In reading the account of Muchnick by Matysik, I definitely got wrapped up in some utopian, warm-and-fuzzy feelings about Muchnick-- here is a hero, a promoter who followed the tenants of integrety, audience-respect, concern for athletic truth. Sam engages in a masterful design process in which he weaves seamlessly the various interests and economies. He has incredible insight and the ability to build drama in a subtle, more delicate way than relying on 'hot shots'. Sam is unequivocally presented as a model for wrestling promotion.
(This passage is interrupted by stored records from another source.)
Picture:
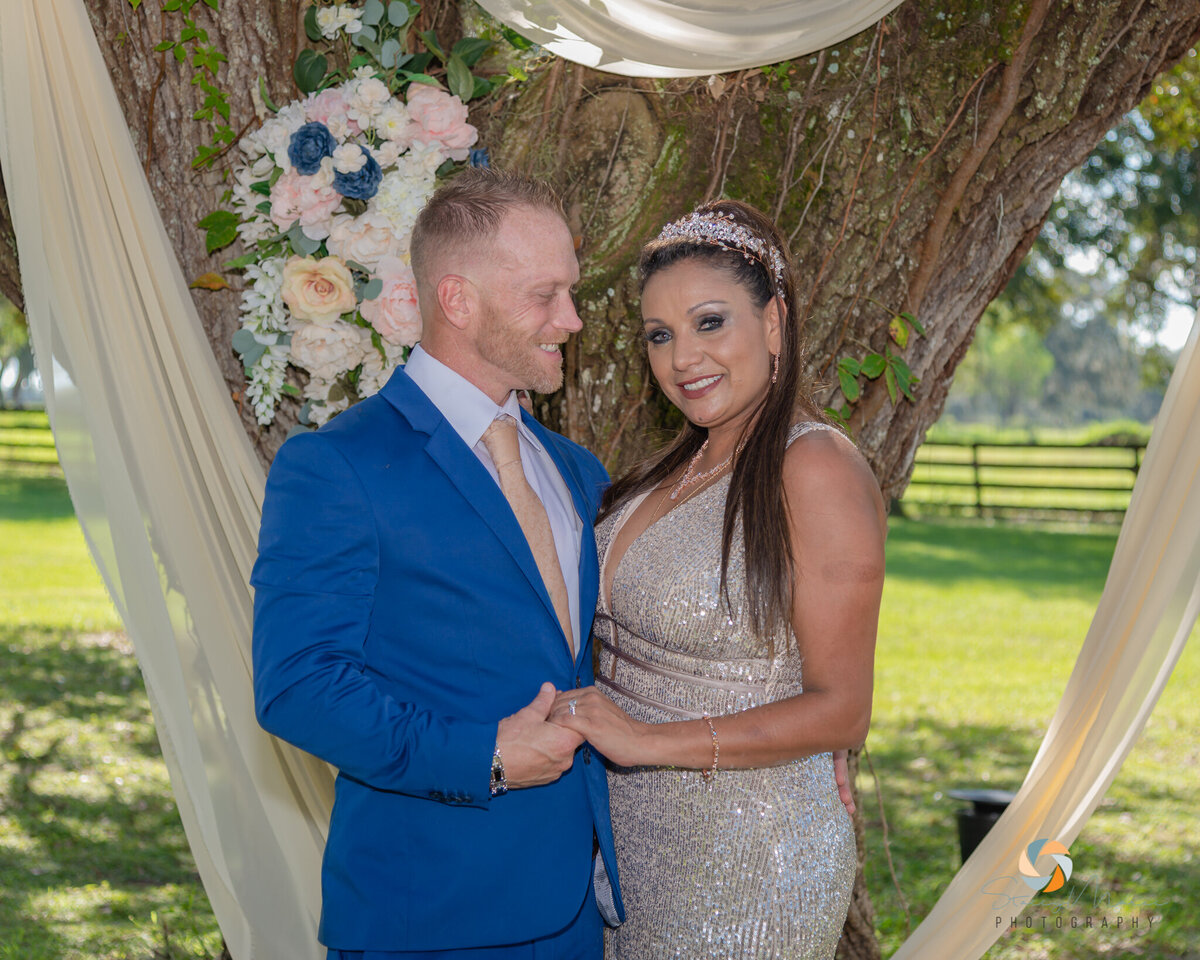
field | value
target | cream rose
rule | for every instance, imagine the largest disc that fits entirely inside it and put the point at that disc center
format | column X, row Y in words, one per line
column 394, row 313
column 317, row 291
column 327, row 352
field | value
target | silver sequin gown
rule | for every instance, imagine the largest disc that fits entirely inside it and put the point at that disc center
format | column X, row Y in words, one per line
column 759, row 863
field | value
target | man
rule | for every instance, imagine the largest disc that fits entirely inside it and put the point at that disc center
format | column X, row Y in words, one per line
column 426, row 579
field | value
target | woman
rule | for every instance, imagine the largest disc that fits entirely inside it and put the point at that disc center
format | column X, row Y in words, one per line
column 753, row 546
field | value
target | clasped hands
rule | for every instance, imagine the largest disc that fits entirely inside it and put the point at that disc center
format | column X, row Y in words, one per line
column 539, row 741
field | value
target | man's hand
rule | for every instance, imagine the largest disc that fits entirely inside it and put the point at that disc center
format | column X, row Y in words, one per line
column 841, row 775
column 535, row 751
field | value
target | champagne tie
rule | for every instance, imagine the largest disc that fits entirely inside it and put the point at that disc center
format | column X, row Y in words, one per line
column 501, row 439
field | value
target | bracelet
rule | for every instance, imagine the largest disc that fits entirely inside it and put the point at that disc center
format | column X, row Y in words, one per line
column 707, row 775
column 499, row 781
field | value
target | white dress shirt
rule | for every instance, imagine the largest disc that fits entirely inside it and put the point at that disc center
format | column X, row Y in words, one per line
column 471, row 412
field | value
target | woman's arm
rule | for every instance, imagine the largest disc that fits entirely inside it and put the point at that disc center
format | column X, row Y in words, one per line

Matysik builds the character of Sam much like wrestling characters are built-- in simple, heroic terms. There are very few pauses in the promotion of Muchnick's style and interactions, and a definite undertone of criticism of today's practice. By the time I reached the end of the "Sam & Me" readings, I guess I'd lost my suspension of disbelief in this utopian picture. If we hear so much about Sam's careful restraint in avoiding essentialism and singularity in wrestling promotion, Muchnick's treatment in the article falls exactly into these simple traps. He's simply too good to believe... we see him win too many matches in a row.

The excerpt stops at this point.